Daniel’s adventures, however, don’t end with a wagon train trip. My plans are to follow young Daniel as he grows up in Oregon in the late 1800s, maybe all the way to maturity. The purpose of the series is two-fold; first, to introduce younger readers to the western genre, a uniquely American literary form, and secondly, to show that the American West was populated by more than steely-eyed cowboys and lawmen, dastardly outlaws, and Native Americans fighting to retain their land and culture. There were families as well, including children, and I’ve often wondered what life was like for them. In this series, I’m using my imagination, backed up with a lot of research, to create that world for myself, and hopefully, for a lot of new readers.

In book 2 of the series, Wagons West: Trinity, the little town of Trinity has been established near the ranch owned by Daniel’s parents. it too is experiencing growing pains, as people of different backgrounds learn to live together. I also explore the issue of women’s rights in this story, something that I imagine actually might have happened in a few places considering that the first woman to vote in the US voted in Wyoming.

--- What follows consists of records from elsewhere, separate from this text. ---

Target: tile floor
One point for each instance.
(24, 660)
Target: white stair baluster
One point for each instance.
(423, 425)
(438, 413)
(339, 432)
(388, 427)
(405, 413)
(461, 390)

If you have young readers in your household, or on your gift list, consider introducing them to the western. I’ve tried to ensure that these books contain no material that would be harmful to younger readers, but at the same time, make them interesting for adult readers as well.

I would love getting some feedback, on the books as well as the concept. And, if you happen to like what you read, a review on Amazon, Goodreads, or your blog would be most appreciated.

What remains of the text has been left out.